Amnesty is a humanitarian gesture which will ease the political tension in the country, as well as ease the burden in prisons, said ruling Republican Party of Armenia (HHK) MP Karine Atshemyan at a meeting with journalists in Yerevan today. The latest legislative amendments to the RA Criminal Code have also served as fertile ground for the amnesty, she added.
However, Heritage Party MP Zaruhi Postanjyan, also present at the press conference, said the frequency of amnesty is not due to the Armenian authorities humanistic aspirations and desire to do good for the public.
“In fact, this comes from a very bad day [the difficult situation faced by the authorities]. And the bad thing is that in 2006, amendments were made to those laws which provided for the right to conditional parole. By the president’s order, a commission was established which artificially prevented the realization of this right,” she said.
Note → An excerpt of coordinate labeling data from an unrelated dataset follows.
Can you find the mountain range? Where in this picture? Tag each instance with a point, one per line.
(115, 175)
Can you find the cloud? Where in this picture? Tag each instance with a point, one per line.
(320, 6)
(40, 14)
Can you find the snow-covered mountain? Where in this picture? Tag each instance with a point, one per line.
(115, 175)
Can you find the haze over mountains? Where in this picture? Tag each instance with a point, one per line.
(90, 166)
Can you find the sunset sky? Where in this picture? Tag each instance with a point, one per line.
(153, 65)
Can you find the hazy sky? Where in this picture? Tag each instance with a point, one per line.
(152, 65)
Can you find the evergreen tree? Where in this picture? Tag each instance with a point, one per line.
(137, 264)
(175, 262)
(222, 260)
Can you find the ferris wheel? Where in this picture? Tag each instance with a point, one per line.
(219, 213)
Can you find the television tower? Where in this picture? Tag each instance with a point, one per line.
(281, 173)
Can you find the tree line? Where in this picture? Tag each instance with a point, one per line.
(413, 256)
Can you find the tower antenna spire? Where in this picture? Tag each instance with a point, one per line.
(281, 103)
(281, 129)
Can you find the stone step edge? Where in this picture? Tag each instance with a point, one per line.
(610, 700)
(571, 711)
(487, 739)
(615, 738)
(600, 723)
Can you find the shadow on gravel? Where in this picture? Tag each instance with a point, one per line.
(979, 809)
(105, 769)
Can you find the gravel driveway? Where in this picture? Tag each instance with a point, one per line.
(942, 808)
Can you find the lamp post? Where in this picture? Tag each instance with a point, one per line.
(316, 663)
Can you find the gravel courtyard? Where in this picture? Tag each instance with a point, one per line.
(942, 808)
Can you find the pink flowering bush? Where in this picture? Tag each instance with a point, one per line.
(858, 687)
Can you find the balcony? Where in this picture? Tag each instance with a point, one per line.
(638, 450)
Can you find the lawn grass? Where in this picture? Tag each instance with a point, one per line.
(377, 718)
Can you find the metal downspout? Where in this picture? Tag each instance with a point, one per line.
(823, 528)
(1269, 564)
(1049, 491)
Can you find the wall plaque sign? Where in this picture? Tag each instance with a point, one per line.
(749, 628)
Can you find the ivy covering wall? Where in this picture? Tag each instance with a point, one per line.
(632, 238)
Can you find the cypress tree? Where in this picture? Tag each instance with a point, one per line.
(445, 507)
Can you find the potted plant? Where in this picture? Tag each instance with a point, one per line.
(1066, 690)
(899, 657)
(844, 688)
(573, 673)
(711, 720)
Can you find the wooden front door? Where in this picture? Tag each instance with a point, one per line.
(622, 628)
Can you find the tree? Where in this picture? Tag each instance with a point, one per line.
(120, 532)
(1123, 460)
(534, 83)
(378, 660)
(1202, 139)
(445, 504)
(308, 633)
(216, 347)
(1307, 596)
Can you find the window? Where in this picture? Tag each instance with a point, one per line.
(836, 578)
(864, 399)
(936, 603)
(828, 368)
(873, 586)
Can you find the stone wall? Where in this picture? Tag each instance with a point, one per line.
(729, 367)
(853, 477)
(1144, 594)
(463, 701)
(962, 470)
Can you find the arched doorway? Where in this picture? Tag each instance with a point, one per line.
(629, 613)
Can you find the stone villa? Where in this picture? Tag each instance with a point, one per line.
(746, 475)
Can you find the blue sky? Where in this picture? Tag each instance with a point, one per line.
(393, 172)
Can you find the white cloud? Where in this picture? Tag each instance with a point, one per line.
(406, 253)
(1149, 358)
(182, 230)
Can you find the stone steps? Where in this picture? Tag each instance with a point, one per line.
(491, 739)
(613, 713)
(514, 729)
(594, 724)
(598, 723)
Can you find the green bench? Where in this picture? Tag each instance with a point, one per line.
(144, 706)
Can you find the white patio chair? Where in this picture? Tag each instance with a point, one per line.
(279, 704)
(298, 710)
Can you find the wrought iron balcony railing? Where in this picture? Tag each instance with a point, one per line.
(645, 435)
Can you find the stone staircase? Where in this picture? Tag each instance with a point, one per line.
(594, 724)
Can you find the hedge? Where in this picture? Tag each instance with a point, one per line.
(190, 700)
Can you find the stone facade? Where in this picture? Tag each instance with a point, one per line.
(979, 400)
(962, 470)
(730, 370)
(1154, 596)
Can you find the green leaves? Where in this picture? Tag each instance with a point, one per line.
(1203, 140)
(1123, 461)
Postanjyan described how prison cells in Armenia today are overcrowded, and, citing Nubarashen penitentiary as an example, said this institution is designed to hold 800 prisoners, but today it holds 1,300 prisoners.
The MP also noted that the amnesty, to a certain extent, will ease the situation, but this doesn’t mean that it will resolve all the problems. “If we’re not going to have a fair judicial system, then one year later there will be this overcrowding again.”
In response to Postanjyan, Atshemyan urged her colleague to go to the National Assembly and vote for the amnesty. (Note, the press conference took place before the vote in parliament today. The National Assembly already ruled in favor of the amnesty.)
“You initiated the amnesty with your president, and you can approve this amnesty,” said Postanjyan in reply.